Les salles de consommation à moindre risque sont des espaces encadrés par des professionnels - personnel médical et infirmier, travailleurs sociaux - pour lutter contre les risques infectieux liés à l'usage de drogues et aider à réduire progressivement la consommation de ces substances. Ces dispositifs existent aujourd'hui dans neuf pays étrangers, au premier rang desquels les Pays-Bas, l'Allemagne, la Suisse et l'Espagne. Sur la base de tous ces éléments, l'expérimentation des salles de consommation à moindre risque a été adoptée en première lecture par l'Assemblée nationale lors de l'examen du projet de loi de modernisation de notre système de santé.

Les salles de consommation à moindre risque s'inscrivent donc dans un dispositif global de prise en charge des addictions et de réduction des risques. Elles n'ont pas vocation à remplacer les structures d'accueil ou de soins. Elles sont exclusivement ciblées sur l'usage de drogues injectables et ne concernent donc en rien, par exemple, la consommation de cannabis.

Au regard des bilans positifs tirés des expériences étrangères, le Gouvernement juge opportun d'expérimenter ce dispositif en France, dans un nombre limité de villes volontaires, en lien étroit avec les élus municipaux.

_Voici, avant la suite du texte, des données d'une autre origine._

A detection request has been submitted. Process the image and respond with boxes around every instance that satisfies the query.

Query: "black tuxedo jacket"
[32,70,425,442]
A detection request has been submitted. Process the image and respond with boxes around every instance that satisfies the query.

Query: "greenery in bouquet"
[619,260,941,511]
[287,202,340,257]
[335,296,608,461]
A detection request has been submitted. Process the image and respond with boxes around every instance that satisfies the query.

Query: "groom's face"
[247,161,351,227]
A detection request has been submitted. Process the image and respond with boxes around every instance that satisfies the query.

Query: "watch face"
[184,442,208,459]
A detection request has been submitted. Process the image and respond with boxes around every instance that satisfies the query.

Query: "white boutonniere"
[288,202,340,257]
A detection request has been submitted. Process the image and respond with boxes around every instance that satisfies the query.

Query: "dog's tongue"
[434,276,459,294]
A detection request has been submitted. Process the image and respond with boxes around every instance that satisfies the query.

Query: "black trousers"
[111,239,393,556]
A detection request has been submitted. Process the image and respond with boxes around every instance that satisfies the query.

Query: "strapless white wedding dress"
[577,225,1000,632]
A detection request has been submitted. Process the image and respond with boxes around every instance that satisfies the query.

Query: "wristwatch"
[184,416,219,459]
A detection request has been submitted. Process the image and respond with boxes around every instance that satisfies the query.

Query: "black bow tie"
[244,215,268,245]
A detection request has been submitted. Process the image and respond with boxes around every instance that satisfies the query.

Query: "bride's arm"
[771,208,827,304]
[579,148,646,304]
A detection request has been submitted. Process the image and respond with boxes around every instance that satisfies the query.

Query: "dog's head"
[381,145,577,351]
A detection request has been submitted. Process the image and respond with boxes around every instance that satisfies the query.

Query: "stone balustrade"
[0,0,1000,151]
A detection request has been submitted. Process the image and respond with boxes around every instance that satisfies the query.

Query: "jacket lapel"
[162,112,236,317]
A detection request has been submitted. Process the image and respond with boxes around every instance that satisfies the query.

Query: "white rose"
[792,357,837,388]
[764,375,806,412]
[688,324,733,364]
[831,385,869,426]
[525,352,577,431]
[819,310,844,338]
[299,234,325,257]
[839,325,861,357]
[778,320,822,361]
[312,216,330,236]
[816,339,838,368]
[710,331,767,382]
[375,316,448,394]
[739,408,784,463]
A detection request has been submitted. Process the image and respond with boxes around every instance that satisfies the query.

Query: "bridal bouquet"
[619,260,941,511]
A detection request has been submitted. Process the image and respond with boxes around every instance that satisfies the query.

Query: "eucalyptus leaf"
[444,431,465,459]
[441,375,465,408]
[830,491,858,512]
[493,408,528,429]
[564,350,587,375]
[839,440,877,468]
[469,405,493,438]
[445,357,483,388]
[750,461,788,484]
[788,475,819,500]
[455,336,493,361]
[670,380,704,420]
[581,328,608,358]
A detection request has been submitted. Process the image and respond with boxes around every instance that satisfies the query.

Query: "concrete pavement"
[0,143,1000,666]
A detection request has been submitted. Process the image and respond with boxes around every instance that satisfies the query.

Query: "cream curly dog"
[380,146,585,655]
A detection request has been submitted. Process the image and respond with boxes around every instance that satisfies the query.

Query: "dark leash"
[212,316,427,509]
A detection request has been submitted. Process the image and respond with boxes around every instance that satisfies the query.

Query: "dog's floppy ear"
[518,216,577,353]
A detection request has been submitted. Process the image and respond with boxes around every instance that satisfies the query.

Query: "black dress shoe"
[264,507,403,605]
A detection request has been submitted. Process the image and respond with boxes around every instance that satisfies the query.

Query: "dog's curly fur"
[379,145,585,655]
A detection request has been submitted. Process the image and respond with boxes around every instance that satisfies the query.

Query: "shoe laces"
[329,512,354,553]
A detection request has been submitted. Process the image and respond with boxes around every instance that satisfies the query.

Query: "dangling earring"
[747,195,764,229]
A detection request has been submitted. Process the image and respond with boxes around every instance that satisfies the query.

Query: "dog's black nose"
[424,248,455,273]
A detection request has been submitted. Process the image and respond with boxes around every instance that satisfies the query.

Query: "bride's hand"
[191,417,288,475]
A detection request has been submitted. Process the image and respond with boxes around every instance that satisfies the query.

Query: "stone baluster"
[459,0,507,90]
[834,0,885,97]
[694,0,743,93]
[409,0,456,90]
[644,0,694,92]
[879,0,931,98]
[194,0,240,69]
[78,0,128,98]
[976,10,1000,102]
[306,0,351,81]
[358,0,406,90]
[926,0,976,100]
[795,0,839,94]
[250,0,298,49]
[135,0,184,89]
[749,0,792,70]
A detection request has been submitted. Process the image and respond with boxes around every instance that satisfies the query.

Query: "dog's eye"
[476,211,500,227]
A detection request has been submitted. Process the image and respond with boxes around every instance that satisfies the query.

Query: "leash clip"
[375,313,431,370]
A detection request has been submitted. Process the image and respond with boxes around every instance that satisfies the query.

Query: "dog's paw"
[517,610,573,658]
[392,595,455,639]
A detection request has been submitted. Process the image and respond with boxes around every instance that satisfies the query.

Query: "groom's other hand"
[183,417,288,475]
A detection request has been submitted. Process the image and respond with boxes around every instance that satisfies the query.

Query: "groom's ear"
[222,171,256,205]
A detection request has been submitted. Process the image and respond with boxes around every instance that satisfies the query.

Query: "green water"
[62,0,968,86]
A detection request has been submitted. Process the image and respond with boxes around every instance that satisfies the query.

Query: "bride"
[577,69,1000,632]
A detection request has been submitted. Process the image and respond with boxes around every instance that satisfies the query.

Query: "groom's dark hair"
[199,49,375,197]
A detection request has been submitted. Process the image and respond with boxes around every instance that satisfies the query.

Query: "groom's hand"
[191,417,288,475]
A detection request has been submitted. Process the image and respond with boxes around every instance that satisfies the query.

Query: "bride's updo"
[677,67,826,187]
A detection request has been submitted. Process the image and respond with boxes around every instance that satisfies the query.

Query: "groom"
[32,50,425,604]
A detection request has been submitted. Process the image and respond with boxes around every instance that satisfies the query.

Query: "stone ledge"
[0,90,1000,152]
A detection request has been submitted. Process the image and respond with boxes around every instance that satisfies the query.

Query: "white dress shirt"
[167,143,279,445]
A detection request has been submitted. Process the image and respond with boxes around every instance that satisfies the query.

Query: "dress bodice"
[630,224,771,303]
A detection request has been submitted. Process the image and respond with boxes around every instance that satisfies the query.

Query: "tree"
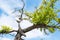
[0,0,60,40]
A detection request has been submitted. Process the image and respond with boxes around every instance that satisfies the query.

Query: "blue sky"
[0,0,60,40]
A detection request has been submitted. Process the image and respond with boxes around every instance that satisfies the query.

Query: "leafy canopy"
[26,0,60,33]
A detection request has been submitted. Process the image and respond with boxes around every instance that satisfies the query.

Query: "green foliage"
[48,28,55,33]
[0,26,12,34]
[26,0,60,33]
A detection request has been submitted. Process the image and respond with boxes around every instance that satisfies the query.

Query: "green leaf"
[48,28,55,33]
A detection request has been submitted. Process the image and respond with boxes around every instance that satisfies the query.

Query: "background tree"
[0,0,60,40]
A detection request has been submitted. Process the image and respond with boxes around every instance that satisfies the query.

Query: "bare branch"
[8,30,18,33]
[23,24,57,33]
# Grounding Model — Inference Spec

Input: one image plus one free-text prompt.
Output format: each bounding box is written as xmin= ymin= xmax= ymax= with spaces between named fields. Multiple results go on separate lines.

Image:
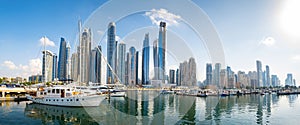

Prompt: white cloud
xmin=2 ymin=60 xmax=18 ymax=70
xmin=260 ymin=37 xmax=275 ymax=46
xmin=97 ymin=30 xmax=104 ymax=36
xmin=145 ymin=9 xmax=181 ymax=26
xmin=291 ymin=55 xmax=300 ymax=62
xmin=40 ymin=36 xmax=55 ymax=46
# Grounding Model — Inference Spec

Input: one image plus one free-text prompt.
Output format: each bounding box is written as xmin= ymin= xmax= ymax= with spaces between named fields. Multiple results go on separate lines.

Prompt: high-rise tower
xmin=206 ymin=63 xmax=212 ymax=85
xmin=255 ymin=60 xmax=263 ymax=87
xmin=58 ymin=38 xmax=67 ymax=80
xmin=158 ymin=22 xmax=167 ymax=80
xmin=118 ymin=42 xmax=126 ymax=84
xmin=79 ymin=28 xmax=92 ymax=84
xmin=106 ymin=22 xmax=117 ymax=83
xmin=142 ymin=33 xmax=150 ymax=84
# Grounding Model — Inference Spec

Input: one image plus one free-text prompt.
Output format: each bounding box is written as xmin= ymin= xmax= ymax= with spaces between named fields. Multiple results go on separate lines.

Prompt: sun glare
xmin=280 ymin=0 xmax=300 ymax=37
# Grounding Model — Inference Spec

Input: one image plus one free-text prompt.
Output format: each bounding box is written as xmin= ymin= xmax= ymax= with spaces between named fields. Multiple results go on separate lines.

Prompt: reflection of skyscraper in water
xmin=106 ymin=22 xmax=117 ymax=83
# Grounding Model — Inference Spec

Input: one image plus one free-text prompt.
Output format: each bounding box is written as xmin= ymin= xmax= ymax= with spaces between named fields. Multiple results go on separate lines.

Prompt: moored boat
xmin=26 ymin=86 xmax=106 ymax=107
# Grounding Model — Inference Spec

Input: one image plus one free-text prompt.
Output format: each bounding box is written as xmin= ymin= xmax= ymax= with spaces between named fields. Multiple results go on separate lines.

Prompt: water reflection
xmin=19 ymin=91 xmax=300 ymax=125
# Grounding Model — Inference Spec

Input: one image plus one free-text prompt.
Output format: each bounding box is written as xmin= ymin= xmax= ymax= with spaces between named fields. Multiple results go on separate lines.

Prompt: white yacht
xmin=26 ymin=86 xmax=106 ymax=107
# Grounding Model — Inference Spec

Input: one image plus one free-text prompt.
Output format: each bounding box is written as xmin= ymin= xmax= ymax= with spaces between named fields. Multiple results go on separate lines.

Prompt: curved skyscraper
xmin=106 ymin=22 xmax=117 ymax=83
xmin=118 ymin=42 xmax=126 ymax=84
xmin=79 ymin=29 xmax=92 ymax=84
xmin=142 ymin=33 xmax=150 ymax=84
xmin=58 ymin=38 xmax=67 ymax=80
xmin=158 ymin=22 xmax=167 ymax=80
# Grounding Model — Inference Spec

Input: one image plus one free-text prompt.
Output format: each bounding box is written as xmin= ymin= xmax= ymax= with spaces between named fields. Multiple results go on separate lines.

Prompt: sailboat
xmin=26 ymin=37 xmax=106 ymax=107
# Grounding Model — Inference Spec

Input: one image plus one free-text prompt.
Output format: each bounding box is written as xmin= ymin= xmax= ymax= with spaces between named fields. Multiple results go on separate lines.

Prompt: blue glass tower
xmin=158 ymin=22 xmax=166 ymax=80
xmin=118 ymin=42 xmax=126 ymax=84
xmin=58 ymin=38 xmax=67 ymax=80
xmin=106 ymin=22 xmax=117 ymax=83
xmin=142 ymin=33 xmax=150 ymax=85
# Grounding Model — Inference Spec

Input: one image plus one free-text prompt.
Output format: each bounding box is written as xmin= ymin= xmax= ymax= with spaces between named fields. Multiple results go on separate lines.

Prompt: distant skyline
xmin=0 ymin=0 xmax=300 ymax=85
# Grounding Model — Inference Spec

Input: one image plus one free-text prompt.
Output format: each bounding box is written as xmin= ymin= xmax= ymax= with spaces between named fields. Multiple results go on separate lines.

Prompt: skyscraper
xmin=256 ymin=60 xmax=263 ymax=87
xmin=71 ymin=52 xmax=79 ymax=81
xmin=90 ymin=46 xmax=102 ymax=83
xmin=271 ymin=75 xmax=279 ymax=87
xmin=206 ymin=63 xmax=212 ymax=85
xmin=95 ymin=45 xmax=102 ymax=83
xmin=135 ymin=51 xmax=139 ymax=84
xmin=106 ymin=22 xmax=117 ymax=83
xmin=58 ymin=38 xmax=67 ymax=80
xmin=176 ymin=69 xmax=179 ymax=86
xmin=220 ymin=69 xmax=228 ymax=88
xmin=79 ymin=28 xmax=92 ymax=84
xmin=127 ymin=47 xmax=138 ymax=86
xmin=66 ymin=43 xmax=71 ymax=79
xmin=52 ymin=54 xmax=58 ymax=81
xmin=42 ymin=50 xmax=53 ymax=82
xmin=188 ymin=57 xmax=197 ymax=86
xmin=142 ymin=33 xmax=150 ymax=85
xmin=158 ymin=22 xmax=167 ymax=80
xmin=266 ymin=65 xmax=271 ymax=87
xmin=89 ymin=48 xmax=98 ymax=83
xmin=169 ymin=69 xmax=175 ymax=84
xmin=285 ymin=73 xmax=294 ymax=86
xmin=213 ymin=63 xmax=221 ymax=87
xmin=118 ymin=42 xmax=126 ymax=84
xmin=153 ymin=40 xmax=159 ymax=80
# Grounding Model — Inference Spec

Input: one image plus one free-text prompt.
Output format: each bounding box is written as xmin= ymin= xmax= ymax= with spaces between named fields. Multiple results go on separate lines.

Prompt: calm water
xmin=0 ymin=91 xmax=300 ymax=125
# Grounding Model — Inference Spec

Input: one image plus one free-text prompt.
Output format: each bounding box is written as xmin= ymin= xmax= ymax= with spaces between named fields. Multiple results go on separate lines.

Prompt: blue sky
xmin=0 ymin=0 xmax=300 ymax=83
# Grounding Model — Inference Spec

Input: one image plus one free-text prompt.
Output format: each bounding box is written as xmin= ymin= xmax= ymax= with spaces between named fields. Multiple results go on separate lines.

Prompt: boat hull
xmin=27 ymin=95 xmax=105 ymax=107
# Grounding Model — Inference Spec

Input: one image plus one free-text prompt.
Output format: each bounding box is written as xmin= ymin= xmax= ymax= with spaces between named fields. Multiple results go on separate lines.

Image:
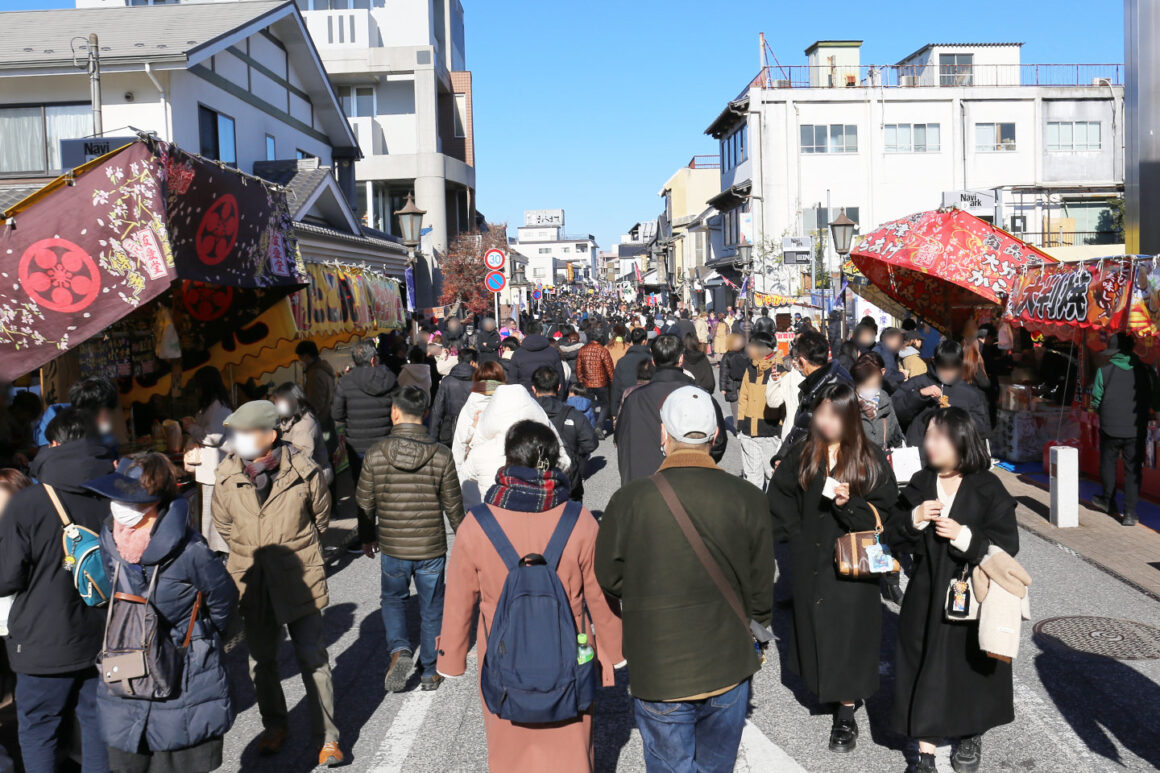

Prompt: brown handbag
xmin=834 ymin=503 xmax=902 ymax=579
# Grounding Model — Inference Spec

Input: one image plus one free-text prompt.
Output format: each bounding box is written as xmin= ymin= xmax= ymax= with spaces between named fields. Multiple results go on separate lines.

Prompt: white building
xmin=706 ymin=41 xmax=1124 ymax=289
xmin=512 ymin=209 xmax=599 ymax=287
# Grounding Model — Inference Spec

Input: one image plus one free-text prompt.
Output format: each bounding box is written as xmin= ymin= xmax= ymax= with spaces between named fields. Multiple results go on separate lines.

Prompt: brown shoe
xmin=258 ymin=728 xmax=287 ymax=757
xmin=318 ymin=741 xmax=347 ymax=767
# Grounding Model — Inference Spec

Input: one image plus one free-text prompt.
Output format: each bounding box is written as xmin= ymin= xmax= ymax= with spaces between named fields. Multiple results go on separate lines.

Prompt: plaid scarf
xmin=484 ymin=467 xmax=572 ymax=513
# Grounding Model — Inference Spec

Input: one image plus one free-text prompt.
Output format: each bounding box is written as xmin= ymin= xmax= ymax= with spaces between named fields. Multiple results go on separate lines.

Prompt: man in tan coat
xmin=212 ymin=400 xmax=343 ymax=767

Un travail interministériel, destiné à préparer l'ouverture de ces dispositifs dans les meilleures conditions, est piloté par la mission interministérielle de lutte contre les drogues et les conduites addictives. Y sont associés tous les ministères concernés, à savoir ceux de la justice, de la santé et de l'intérieur.

Enfin, une évaluation tenant compte aussi bien des effets sur la santé des usagers de drogues que des conséquences sur l'espace public permettra de tirer le bilan de cette expérimentation.

M. le président. La parole est à Mme Dominique Estrosi Sassone.

Mme Dominique Estrosi Sassone. Madame la secrétaire d'État, vous vous en doutez, votre réponse ne me satisfait pas pleinement...

Mme Laurence Rossignol,secrétaire d'État. J'aurais préféré vous convaincre !

Mme Dominique Estrosi Sassone. Vous faites référence aux salles de consommation de drogue à moindre risque ouvertes à l'étranger.

Or ces expériences l'ont prouvé : ces structures ne peuvent fonctionner que si elles bénéficient d'un véritable consensus parmi la population, les élus, les professionnels de santé, les autorités judiciaires et de police. Force est de constater que de telles situations sont loin d'être fréquentes. Dans bon nombre de nos communes, ce consensus n'existe pas, et les inquiétudes vont même croissant.

Mme Laurence Rossignol,secrétaire d'État. Cette expérience ne concerne que les communes volontaires !

Mme Catherine Génisson. Laissons le temps à l'expérimentation !

Mme Dominique Estrosi Sassone. J'en suis persuadée, l'examen, par le Sénat, du projet de loi de modernisation de notre système de santé permettra d'observer de nouveau ces désaccords.

À mon sens, il y a mieux à faire : renforcer les actions de prévention au lieu de tenter l'expérimentation de ces salles qui, même dans les pays étrangers où elles existent, exigent d'être transformées, étant donné qu'elles ne sont pas pleinement satisfaisantes.